Estimates vary on the number of Muslims in the United States, placing the total anywhere from 1 to 7 million. That means if there were 5 million Muslims in the United States, for example, the convert population would be about 1.65 million. According to Pew Research Center, the U.S. Christian population is about 170 million.

First off, the "estimates vary" phrase resembles the familiar "sources say." Who estimated "one-third" and "less than one percent"? I'm guessing the writer saw the latest Pew survey in January. If so, he should have said.

And if less than one percent of Americans are Muslim, how could that be anywhere near 7 million? The U.S. Census Bureau counts about 323,050,000 Americans. One percent of that would, of, course, come out to 3,230,500, which is close to the Pew estimate of 3.3 million.
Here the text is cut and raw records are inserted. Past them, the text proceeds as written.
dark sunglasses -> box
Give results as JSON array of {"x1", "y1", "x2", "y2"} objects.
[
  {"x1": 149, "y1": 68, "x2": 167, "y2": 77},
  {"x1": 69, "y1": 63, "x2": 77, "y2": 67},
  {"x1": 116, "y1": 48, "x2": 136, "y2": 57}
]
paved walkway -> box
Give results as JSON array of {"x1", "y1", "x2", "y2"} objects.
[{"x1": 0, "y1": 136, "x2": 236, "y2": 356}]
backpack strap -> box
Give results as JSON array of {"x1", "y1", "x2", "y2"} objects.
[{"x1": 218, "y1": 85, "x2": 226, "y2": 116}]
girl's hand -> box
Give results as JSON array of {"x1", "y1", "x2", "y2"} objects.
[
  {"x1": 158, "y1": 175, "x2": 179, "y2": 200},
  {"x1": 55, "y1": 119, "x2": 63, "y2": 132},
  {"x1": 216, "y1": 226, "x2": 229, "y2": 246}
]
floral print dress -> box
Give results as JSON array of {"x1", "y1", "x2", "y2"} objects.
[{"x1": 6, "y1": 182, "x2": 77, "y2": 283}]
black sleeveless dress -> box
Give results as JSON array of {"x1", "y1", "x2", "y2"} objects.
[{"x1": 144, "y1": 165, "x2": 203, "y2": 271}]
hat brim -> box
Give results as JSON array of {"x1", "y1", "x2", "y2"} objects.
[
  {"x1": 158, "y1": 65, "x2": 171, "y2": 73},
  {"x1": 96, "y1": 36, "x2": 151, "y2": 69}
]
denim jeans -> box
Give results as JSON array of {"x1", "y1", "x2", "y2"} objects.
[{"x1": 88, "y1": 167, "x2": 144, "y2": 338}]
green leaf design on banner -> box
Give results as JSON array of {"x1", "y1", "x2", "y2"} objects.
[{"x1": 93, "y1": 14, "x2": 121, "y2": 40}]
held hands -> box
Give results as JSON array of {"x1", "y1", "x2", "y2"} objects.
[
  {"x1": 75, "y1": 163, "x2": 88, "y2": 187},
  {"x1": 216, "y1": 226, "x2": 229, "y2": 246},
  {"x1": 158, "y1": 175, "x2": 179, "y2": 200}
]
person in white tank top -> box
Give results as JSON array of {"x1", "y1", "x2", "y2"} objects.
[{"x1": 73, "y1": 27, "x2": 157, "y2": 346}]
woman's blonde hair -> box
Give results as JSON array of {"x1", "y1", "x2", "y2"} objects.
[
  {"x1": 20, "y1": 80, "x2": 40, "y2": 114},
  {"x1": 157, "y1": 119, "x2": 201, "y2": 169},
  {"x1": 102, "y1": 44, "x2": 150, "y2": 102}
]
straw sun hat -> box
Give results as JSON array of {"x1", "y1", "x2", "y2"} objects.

Another number: "In the United States, black people make up more than 60 percent of all Muslim converts." The source? Doesn't say, although the next sentence names one Patrick Bowen, an "independent academic" who has studied Muslim conversions in the United States. Al.com could have added that Bowen holds a Ph.D. from the Iliff School of Theology in Denver.

He tells Al.com that the Nation of Islam made the faith more attractive to African Americans. But the "how" is murky: "It is understood as a way to communicate Muslim principals, Islamic principles, in a language you can understand." Such as?

More vagueness:

There was a massive Muslim conversion in the black community in 1975 following the death of former Nation of Islam leader Elijah Muhammad. He had preached a message of black separatism and self-reliance and established a network of temples nationwide.

His son, Warith D. Muhammad, reformed the group to practice mainstream Islam. This included the transition of more than 400 Nation of Islam temples into mosques.

If Bowen told Al.com that, it should have asked him to estimate the number of conversions. It also should have pointed out the difference between the attitude of Elijah Muhammad -- who famously called whites "blue-eyed devils" -- and that of his son, who renounced racism and separatism. If Bowen said so, Al.com didn’t choose to report it.

Even in the personal anecdotes, lots of threads hang loose.

Allie Larbi says she would like to block Syrian immigrants or segregate them in camps, yet she protests discrimination against Muslims. But the fear of Syrians is based largely on the fear of Muslims as potential terrorists. How does Larbi reconcile that? Was she asked?

Then there's Maisah Fatoom, who left that "Pentacostal" church: "It was just too much going on, too much confusion, no answers, and learning that the book that you're learning from, the book that you're being taught out of is not even the real book."

Eh? No answers to what? Which book are we talking about? The Bible? And where is the "real" book? It's a terribly tangled quote, and Al.com doesn't help unravel it.

Fatoom evidently didn’t like church garb:

At her church, women weren't allowed to wear pants, makeup or gaudy jewelry. Their shirts had to have long sleeves with high necklines. Now she covers herself with a dark colored hijab.

Hmmm. So the "don’ts" at the church are itemized, but her current outfit is not. And the church dress code was restrictive, but her current Islamic clothes are not.  Why not?

That's not the only criticism of Christianity here. The Quran teacher, who is black, talks about the "crippling effect of having a Caucasian image being God and the same people that had their foot on your neck looked like the same person." And the hot dog vendor retells his conversion in the 1960s:

"I saw that blacks at that time they had been faithful and loyal Christians but they wasn't making any social progress. Islam offered social progress to African Americans to the blacks and it offered a way out of the downtrodden position that we were in."

Did anyone at Al.com hear about people like Martin Luther King Jr., Ralph Abernathy, Andrew Young, etc. -- pastors who led the civil rights movement of that time? And if you're criticizing another faith, wouldn't fairness call for reactions from ministers of that faith?

Yes, the Al.com article is a lengthy 1600 words. For that reason, it was even more important to take a hard look and scrub away the soft spots. After two decades, journalists should learn from past mistakes like mine.